Baca Juga: Spesial, 13-29 Maret 2026 Jalan Tol dan Jalan Arteri Ini Steril Dari Truk Barang
Lebih lanjut, Jasa Marga memprediksi volume kendaraan yang melintas di jalan tol kelolaan perusahaan selama periode Lebaran 2026 mencapai sekitar 3,5 juta hingga 3,6 juta kendaraan, baik pada arus mudik maupun arus balik.
Rivan menjelaskan, sekitar 50 persen pergerakan kendaraan diperkirakan mengarah ke Jalan Tol Trans-Jawa, 29 persen ke arah Merak, dan sisanya ke arah Ciawi.
Dari jumlah kendaraan menuju Tol Trans-Jawa tersebut, sekitar 51 persen diproyeksikan sampai dengan Semarang, sementara sisanya melanjutkan perjalanan ke arah Cipularang.

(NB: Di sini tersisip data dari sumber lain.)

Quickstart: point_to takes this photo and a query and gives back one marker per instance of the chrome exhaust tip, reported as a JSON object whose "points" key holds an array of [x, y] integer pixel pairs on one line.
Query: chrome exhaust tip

"Ini adalah berdasarkan potret yang kami lihat dari tahun sebelumnya dan diprediksi juga dari arus kembali di tahun sebelumnya," kata Rivan.
Untuk mendukung pengelolaan lalu lintas, Jasa Marga mengandalkan pemantauan berbasis teknologi, mulai dari kamera di ruas tol dan jalan arteri, pengelolaan rest area, hingga sensor ketinggian air untuk mengantisipasi potensi banjir saat hujan.
Selain itu, masyarakat juga didorong memanfaatkan aplikasi Travoy untuk memantau kondisi lalu lintas secara real time, termasuk kepadatan ruas, ketersediaan rest area, serta kanal pelaporan apabila ditemukan gangguan di jalan tol.